田中は少し驚いた顔をしたが、やがて小さく笑った。


「そうかもしれませんね。自分で撒いといて、『噂が立った』なんて思ってたなんて」


その笑い声は、少しだけ軽くなったように聞こえた。


帰り道、沙織がぽつりと言った。


「私、あの人のこと、想像で描いたんだよね。最初は『見た』と思ってたけど、今となっては、見たのかどうかもわからない。でも、描いたのは確かで、描いたことで、あの人が『いた』ことになったのかもしれない」


光莉はその言葉を何度も反芻した。


「そうですね。誰かが話したことが噂になって、噂を聞いた誰かがまた話す。その連続の中で、『誰かがいる』ということが、なんとなくそこにある気がする。
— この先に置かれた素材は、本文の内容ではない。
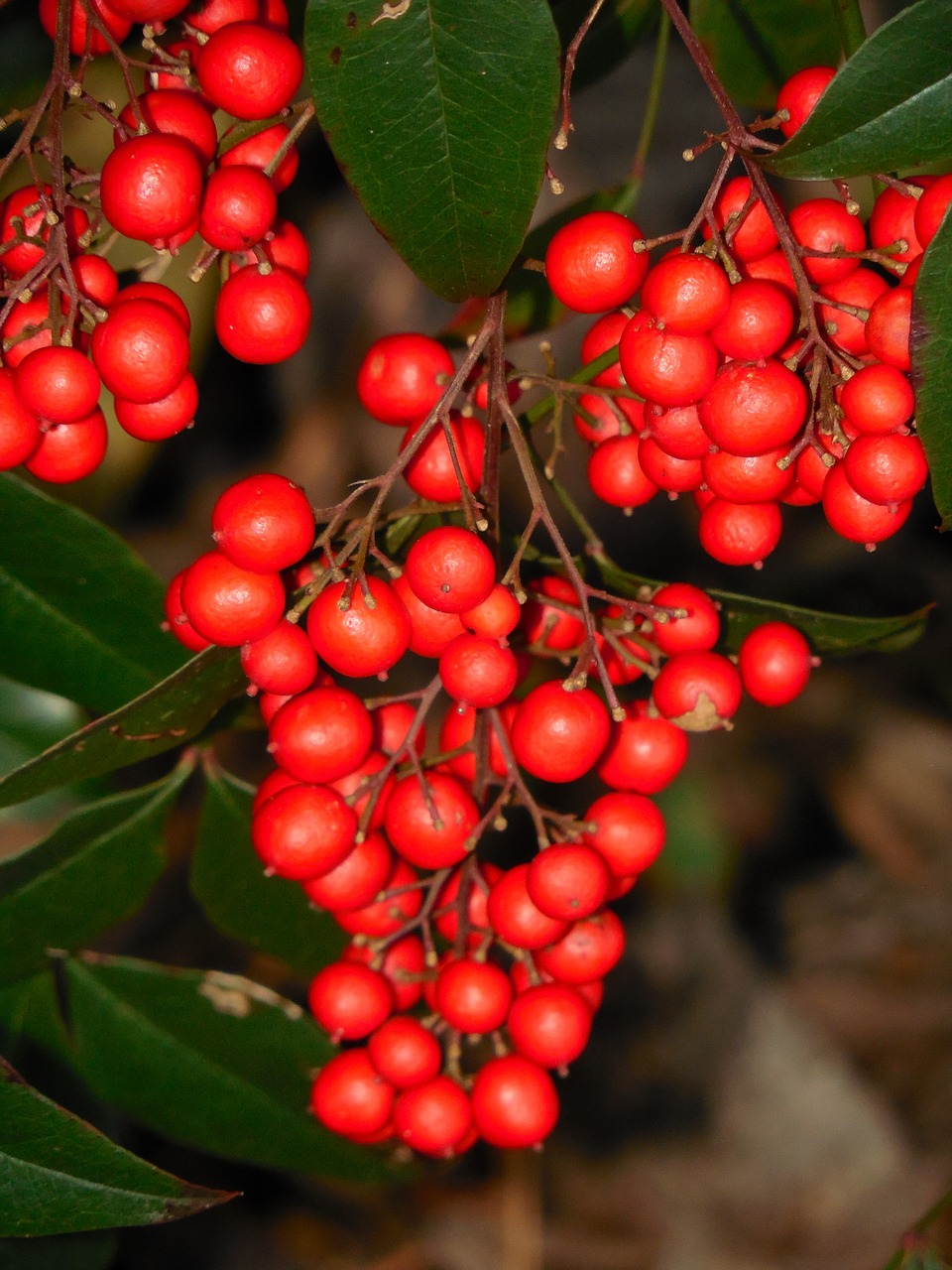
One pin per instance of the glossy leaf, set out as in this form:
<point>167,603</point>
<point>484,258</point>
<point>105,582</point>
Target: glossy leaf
<point>888,109</point>
<point>828,633</point>
<point>616,31</point>
<point>59,1174</point>
<point>79,611</point>
<point>531,305</point>
<point>209,1060</point>
<point>94,869</point>
<point>227,880</point>
<point>168,715</point>
<point>439,114</point>
<point>757,45</point>
<point>932,365</point>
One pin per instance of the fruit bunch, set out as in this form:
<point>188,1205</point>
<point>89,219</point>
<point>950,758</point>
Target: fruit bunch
<point>465,983</point>
<point>766,366</point>
<point>67,326</point>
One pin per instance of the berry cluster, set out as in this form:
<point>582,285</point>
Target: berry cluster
<point>67,325</point>
<point>465,983</point>
<point>769,366</point>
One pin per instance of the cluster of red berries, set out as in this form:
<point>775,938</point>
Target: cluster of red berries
<point>754,376</point>
<point>465,984</point>
<point>67,326</point>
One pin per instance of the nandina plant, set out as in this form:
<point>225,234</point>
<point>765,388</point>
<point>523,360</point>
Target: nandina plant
<point>754,361</point>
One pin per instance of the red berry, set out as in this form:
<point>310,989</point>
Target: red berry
<point>430,826</point>
<point>590,262</point>
<point>359,640</point>
<point>774,663</point>
<point>403,376</point>
<point>303,830</point>
<point>515,1102</point>
<point>558,735</point>
<point>249,70</point>
<point>800,94</point>
<point>349,1096</point>
<point>151,187</point>
<point>320,735</point>
<point>451,570</point>
<point>349,1000</point>
<point>231,606</point>
<point>549,1024</point>
<point>263,524</point>
<point>263,318</point>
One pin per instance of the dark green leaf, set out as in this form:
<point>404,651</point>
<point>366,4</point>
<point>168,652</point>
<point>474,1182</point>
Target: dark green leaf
<point>59,1174</point>
<point>531,305</point>
<point>168,715</point>
<point>208,1060</point>
<point>229,881</point>
<point>617,28</point>
<point>439,114</point>
<point>79,612</point>
<point>90,871</point>
<point>932,365</point>
<point>89,1250</point>
<point>828,633</point>
<point>888,109</point>
<point>757,45</point>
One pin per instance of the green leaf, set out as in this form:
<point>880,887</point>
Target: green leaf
<point>616,31</point>
<point>87,1250</point>
<point>227,880</point>
<point>932,365</point>
<point>757,45</point>
<point>209,1060</point>
<point>888,109</point>
<point>531,305</point>
<point>79,612</point>
<point>439,114</point>
<point>168,715</point>
<point>94,869</point>
<point>59,1174</point>
<point>828,633</point>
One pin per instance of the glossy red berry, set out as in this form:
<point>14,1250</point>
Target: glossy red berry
<point>590,262</point>
<point>359,634</point>
<point>449,570</point>
<point>515,1102</point>
<point>151,187</point>
<point>263,524</point>
<point>558,735</point>
<point>303,830</point>
<point>430,828</point>
<point>349,1095</point>
<point>549,1024</point>
<point>687,293</point>
<point>403,376</point>
<point>321,735</point>
<point>263,318</point>
<point>349,1000</point>
<point>249,70</point>
<point>800,95</point>
<point>141,350</point>
<point>774,663</point>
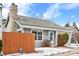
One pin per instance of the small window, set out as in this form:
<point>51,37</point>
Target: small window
<point>38,35</point>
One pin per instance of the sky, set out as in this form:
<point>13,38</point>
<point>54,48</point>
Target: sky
<point>59,13</point>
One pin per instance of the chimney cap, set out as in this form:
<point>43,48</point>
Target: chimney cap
<point>13,3</point>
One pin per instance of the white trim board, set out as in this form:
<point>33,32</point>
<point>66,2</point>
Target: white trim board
<point>35,27</point>
<point>45,28</point>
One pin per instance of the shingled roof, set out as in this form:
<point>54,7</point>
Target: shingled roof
<point>24,20</point>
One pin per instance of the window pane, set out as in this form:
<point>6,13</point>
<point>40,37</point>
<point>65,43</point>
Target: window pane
<point>34,32</point>
<point>51,38</point>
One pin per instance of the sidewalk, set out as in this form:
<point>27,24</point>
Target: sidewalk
<point>73,51</point>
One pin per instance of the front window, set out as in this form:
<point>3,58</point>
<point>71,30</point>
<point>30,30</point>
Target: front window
<point>38,35</point>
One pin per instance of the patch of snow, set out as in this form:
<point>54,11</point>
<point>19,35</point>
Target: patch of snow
<point>74,45</point>
<point>45,51</point>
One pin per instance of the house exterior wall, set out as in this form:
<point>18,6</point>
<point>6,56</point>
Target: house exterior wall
<point>45,36</point>
<point>13,41</point>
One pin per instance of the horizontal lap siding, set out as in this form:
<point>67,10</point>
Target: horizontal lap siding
<point>13,41</point>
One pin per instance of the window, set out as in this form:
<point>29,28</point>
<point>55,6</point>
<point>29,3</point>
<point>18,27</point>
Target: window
<point>38,35</point>
<point>51,36</point>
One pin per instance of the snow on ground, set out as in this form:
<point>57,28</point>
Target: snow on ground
<point>75,55</point>
<point>44,52</point>
<point>74,45</point>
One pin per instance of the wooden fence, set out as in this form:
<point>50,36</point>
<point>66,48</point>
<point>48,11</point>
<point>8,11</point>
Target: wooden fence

それが、このカフェの『何か』なのかもしれません」


沙織は少し笑った。


「じゃあ、私があの人の絵を描いたことも、その連続の一部だったってこと?」


「そうかもしれない。田中さんが会社で話したことも。みんなが『聞いたことがある』と言うことも。全部、この場所の何かと繋がっている気がする」


沙織はスケッチブックを閉じ、優しく撫でた。


「それなら、それでいいのかもしれないね。見えたかどうかよりも、そこに『いた』気がすることが大事なんじゃないかな。この場所では」


夕日が二人の影を長く伸ばしていた。その影は、誰かの影と重なっているようにも見えた。誰も見たことがない、あの老人の影と——。